Abstract Radiative cooling is a revolutionary sustainable thermoregulating technology in favor to fight against global warming and urban heat island effects. However, the conventional designed high infrared emissive coolers do not function satisfactorily under atmospheric counter radiation (cloudy, humid, reduced sky access conditions) nor for all‐season thermal requirement (cooling and/or heating). Dual‐mode asymmetric photonic mirror (APM) consisted of silicon‐based diffractive gratings is presented, approaching an all‐season and all‐terrain optimized radiative thermal regulation. Based on the mechanism of asymmetric diffraction through high refractive index contrast mediums, the designed APM establishes an asymmetric radiative heat transfer channel for cooling and heating. An average infrared asymmetry of 20% for outgoing and incoming radiation is achieved by the fabricated APM. The remarkable cooling power of APM surpasses 80% over the standalone radiative cooler (RC) for counter radiation conditions.
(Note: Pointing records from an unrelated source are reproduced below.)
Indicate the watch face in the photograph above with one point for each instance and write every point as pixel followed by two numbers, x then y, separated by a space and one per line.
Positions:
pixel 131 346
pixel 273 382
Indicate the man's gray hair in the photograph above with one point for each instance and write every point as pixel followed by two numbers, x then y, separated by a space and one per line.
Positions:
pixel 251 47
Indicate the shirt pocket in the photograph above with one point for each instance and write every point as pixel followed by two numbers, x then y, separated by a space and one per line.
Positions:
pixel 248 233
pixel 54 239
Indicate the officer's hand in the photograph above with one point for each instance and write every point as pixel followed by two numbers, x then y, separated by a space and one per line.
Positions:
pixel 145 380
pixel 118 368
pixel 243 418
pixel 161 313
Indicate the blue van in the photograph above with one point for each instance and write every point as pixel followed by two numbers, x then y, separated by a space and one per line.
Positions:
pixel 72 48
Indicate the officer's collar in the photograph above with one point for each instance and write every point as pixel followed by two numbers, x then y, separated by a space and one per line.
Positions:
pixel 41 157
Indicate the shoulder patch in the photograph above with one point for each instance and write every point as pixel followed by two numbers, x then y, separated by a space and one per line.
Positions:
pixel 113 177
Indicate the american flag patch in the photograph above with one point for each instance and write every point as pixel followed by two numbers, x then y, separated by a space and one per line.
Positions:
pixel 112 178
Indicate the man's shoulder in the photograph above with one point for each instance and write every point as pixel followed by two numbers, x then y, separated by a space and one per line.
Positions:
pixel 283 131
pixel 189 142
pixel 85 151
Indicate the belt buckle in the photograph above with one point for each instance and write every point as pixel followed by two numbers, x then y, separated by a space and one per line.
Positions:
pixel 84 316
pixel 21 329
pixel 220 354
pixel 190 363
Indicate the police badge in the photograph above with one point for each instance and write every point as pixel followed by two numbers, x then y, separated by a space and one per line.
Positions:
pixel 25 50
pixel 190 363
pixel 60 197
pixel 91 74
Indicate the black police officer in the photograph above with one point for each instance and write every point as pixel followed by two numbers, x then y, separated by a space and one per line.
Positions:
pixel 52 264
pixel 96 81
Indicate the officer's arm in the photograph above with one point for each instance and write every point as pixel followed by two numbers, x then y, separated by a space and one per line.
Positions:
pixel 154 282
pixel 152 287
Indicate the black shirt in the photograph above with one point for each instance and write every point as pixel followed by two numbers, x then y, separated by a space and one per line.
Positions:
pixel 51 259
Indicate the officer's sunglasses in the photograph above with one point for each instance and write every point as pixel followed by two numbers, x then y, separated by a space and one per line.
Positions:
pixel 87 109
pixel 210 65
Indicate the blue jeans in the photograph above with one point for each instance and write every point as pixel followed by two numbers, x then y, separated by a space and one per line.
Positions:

Under cloudy sky, the cooling‐APM achieves 8 ° C lower than RC standalone, while the heating‐APM 5.7 ° C higher, which presents prominent advantages over conventional coolers for different thermal management needs. The proposed dual‐mode infrared asymmetric photonic structure is promising to overcome shortcomings of conventional radiative cooling and offers breakthrough developments in future energy‐saving thermal management system.